Technical analysis of ETH/USD for 08/11/2019

Crypto Industry News:

The Hong Kong Monetary Authority (HKMA) has revealed that it is researching applications for the digital currency of the Central Bank (CBDC). Ejinsight informed EJinsight about the news announced during Fintech Week in Hong Kong. HKMA is expected to publish a major report on its findings in the first quarter of 2020.

HKMA has just revealed that it has signed Blockchain’s cooperation with its subsidiary Institute of Digital Currency at the People’s Bank of China (PBoC) – an institution that many expect to be the first to launch CBDC in the world.

During the event, Edmond Lau – HKMA’s senior executive director – gave insight into the bank’s ongoing CBDC research, which is rumored to have been conducted under the auspices of the LionRock Project since 2017.

The project is run jointly with Hong Kong Interbank Clearing Ltd. and three more banks, as well as the Blockchain R3 consortium. It includes token-based CBDC concept analysis, Blockchain debt security issue testing, CBDC potential assessment of payment systems, and exploring a possible two-tier issue model that would allow companies to store and use CBDC tokens as sponsored participants of their banks.

HKMA is reportedly focused on the potential use of CBDC in financial institutions, and not for retail clients – with a particular interest in domestic interbank payments, wholesale corporate payments and its potential for delivery versus payments for debt securities settlement. Retail users already have universal access to digital mobile payment services.
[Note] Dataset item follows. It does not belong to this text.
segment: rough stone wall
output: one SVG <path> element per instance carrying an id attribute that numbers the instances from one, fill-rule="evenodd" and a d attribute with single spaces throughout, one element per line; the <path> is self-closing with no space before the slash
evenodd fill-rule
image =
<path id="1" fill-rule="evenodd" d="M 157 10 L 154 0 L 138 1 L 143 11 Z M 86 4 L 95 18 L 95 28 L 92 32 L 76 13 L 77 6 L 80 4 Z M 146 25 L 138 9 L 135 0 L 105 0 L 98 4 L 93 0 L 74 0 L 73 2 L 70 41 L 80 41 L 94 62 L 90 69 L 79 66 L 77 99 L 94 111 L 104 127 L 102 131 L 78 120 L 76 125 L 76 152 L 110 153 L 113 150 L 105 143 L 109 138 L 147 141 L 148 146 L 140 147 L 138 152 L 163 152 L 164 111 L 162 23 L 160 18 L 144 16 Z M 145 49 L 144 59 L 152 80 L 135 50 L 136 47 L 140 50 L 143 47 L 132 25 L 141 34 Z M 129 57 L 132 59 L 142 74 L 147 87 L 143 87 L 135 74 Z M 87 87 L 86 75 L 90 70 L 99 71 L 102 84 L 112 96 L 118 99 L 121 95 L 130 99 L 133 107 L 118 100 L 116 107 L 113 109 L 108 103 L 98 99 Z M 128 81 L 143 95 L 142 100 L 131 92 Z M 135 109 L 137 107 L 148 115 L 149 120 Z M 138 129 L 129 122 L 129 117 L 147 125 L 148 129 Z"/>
In May, HKMA also signed a Memorandum of Understanding with the Bank of Thailand to conduct a joint research project on the use of CBDC for cross-border payments and inter-country Payment versus Payment services between countries.

Technical Overview:

The failed rally towards the technical resistance zone located between the levels of $193.52 – $196.61 on the ETH/USD market resulted in Bearish Engulfing candlestick pattern. The market continues a corrective cycle with a low made at the level of $183.41, but as long as ETH/USD trades above the level of $163.11 there is still a chance for another impulsive wave up. The nearest technical resistance is seen at the level of $193.52 and the nearest technical support is seen at the level of $179.94. The key technical support is located at the level of $172.91.

Weekly Pivot Points:

WR3 – $203.38

WR2 – $197.53

WR1 – $186.87

Weekly Pivot – $181.92

WS1 – $171.26

WS2 – $165.71

WS3 – $155.07

Trading recommendations:

The best strategy in the current market conditions is to trade with the larger timeframe trend, which is still up. All the shorter timeframe moves are still being treated as a counter-trend correction inside of the uptrend. When the wave 2 corrective cycles are completed, the market might will ready for another impulsive wave up of a higher degree and uptrend continuation.